Use Mixed Datasets for Training¶

MMPose offers a convenient and versatile solution for training with mixed datasets through its CombinedDataset tool. Acting as a wrapper, it allows for the inclusion of multiple datasets and seamlessly reads and converts data from varying sources into a unified format for model training. The data processing pipeline utilizing CombinedDataset is illustrated in the following figure.

combined_dataset_pipeline

The following section will provide a detailed description of how to configure CombinedDataset with an example that combines the COCO and AI Challenger (AIC) datasets.

COCO & AIC example¶

The COCO and AIC datasets are both human 2D pose datasets, but they differ in the number and order of keypoints. Here are two instances from the respective datasets.

Some keypoints, such as “left hand”, are defined in both datasets, but they have different indices.
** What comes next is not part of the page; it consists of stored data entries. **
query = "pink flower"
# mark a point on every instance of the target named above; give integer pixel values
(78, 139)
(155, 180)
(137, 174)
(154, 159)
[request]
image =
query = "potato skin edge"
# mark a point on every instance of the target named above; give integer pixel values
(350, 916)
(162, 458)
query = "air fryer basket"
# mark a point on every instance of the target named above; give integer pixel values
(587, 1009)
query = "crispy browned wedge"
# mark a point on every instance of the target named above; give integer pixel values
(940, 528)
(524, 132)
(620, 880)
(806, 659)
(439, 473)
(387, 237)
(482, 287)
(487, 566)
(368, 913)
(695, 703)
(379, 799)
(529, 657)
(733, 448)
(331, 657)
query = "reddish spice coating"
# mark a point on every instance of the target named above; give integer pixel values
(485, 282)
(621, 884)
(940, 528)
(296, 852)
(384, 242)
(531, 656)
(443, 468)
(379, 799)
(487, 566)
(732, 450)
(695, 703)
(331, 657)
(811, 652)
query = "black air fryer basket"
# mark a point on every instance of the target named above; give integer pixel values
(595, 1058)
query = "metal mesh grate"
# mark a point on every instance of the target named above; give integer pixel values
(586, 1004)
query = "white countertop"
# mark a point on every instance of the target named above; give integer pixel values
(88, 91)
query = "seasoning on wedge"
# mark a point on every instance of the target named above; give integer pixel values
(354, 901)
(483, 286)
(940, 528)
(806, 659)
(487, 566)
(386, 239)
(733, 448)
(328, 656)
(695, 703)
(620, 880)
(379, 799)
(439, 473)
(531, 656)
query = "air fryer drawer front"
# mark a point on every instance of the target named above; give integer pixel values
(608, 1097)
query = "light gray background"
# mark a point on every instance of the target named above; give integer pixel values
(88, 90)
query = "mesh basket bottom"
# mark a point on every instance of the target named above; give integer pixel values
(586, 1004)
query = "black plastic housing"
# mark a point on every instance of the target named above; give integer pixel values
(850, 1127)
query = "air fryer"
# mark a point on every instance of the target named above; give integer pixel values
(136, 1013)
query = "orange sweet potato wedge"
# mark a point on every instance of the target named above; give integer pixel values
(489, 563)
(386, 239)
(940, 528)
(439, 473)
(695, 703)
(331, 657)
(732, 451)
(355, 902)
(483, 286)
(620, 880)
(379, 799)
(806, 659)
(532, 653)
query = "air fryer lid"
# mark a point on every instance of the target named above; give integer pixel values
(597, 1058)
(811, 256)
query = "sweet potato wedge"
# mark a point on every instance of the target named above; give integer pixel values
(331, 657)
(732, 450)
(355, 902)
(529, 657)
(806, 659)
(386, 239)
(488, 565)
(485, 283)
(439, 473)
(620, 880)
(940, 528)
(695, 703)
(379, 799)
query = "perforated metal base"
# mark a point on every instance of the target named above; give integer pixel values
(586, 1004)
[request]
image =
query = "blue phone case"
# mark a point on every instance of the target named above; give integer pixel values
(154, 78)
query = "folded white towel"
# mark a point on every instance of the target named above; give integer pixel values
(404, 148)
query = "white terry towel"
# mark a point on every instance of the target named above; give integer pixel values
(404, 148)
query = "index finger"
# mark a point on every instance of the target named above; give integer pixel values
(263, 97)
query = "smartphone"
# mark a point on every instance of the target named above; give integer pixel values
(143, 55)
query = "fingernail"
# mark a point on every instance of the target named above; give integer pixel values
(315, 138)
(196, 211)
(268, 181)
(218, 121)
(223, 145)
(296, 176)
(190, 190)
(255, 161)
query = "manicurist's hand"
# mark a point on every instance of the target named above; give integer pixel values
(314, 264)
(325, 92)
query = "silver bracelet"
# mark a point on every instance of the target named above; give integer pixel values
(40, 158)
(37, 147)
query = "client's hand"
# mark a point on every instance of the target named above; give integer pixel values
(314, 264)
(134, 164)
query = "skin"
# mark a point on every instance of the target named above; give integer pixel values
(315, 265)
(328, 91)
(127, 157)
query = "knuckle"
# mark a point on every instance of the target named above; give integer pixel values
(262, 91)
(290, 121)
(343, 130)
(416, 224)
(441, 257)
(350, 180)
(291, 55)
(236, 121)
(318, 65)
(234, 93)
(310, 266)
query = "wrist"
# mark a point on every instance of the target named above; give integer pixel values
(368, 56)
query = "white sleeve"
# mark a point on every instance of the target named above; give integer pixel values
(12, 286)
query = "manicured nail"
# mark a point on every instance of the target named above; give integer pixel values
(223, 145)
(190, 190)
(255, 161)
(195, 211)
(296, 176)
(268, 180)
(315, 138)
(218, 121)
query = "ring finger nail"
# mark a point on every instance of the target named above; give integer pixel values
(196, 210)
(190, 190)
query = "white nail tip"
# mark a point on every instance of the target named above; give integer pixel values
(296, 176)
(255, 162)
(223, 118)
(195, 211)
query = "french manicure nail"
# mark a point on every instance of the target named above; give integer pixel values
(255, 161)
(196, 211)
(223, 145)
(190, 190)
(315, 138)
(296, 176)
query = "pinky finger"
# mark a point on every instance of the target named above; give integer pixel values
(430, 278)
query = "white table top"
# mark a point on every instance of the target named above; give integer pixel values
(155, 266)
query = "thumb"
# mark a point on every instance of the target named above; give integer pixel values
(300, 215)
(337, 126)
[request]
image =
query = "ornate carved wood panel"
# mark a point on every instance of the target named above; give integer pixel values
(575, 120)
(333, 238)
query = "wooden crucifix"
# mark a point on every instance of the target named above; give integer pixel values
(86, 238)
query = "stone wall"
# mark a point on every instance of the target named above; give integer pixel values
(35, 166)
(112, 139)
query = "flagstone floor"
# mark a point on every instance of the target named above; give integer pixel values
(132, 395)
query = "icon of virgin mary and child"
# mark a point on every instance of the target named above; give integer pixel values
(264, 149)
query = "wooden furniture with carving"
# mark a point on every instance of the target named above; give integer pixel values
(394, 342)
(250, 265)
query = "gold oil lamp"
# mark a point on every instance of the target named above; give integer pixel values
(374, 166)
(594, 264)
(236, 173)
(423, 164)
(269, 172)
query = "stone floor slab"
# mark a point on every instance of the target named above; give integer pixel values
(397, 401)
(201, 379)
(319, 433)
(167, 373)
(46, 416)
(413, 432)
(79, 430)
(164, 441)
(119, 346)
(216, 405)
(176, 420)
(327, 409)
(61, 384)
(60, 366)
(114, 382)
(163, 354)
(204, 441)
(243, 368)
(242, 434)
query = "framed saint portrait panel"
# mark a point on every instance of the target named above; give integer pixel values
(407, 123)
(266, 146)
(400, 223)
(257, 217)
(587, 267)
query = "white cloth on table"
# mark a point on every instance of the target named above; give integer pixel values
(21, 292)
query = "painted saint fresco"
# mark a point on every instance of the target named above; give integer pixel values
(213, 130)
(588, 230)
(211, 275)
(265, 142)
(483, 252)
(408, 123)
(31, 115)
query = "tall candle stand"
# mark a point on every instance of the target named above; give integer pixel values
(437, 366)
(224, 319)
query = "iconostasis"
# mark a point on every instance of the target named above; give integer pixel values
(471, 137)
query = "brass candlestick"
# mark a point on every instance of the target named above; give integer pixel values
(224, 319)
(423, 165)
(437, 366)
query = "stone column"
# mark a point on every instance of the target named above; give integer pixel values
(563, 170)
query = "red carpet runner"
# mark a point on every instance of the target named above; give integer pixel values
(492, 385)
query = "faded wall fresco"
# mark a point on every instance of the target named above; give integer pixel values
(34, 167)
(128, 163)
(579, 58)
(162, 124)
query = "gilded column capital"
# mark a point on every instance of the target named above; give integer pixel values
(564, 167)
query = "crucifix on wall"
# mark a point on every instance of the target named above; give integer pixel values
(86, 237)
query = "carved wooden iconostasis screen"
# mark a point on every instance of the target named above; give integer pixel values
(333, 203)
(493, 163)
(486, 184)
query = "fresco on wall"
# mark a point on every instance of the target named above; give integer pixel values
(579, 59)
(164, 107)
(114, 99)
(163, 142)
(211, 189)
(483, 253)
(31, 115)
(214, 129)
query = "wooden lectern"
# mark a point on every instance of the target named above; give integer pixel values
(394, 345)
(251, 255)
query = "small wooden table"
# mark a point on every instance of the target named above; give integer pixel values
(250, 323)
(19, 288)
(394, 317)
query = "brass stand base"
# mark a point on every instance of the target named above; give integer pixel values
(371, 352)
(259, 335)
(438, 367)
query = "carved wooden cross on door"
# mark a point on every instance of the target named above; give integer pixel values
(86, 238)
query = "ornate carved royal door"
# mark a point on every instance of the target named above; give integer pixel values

Specifically, the index for the “left hand” keypoint is 9 in the COCO dataset and 5 in the AIC dataset. Furthermore, each dataset contains unique keypoints that are not present in the counterpart dataset. For instance, the facial keypoints (with indices 0~4) are only defined in the COCO dataset, whereas the “head top” (with index 12) and “neck” (with index 13) keypoints are exclusive to the AIC dataset. The relationship between the keypoints in both datasets is illustrated in the following Venn diagram.

Next, we will discuss two methods of mixing datasets.

Merge
Combine

Merge AIC into COCO¶

If users aim to enhance their model’s performance on the COCO dataset or other similar datasets, they can use the AIC dataset as an auxiliary source. To do so, they should select only the keypoints in AIC dataset that are shared with COCO datasets and ignore the rest. Moreover, the indices of these chosen keypoints in the AIC dataset should be transformed to match the corresponding indices in the COCO dataset.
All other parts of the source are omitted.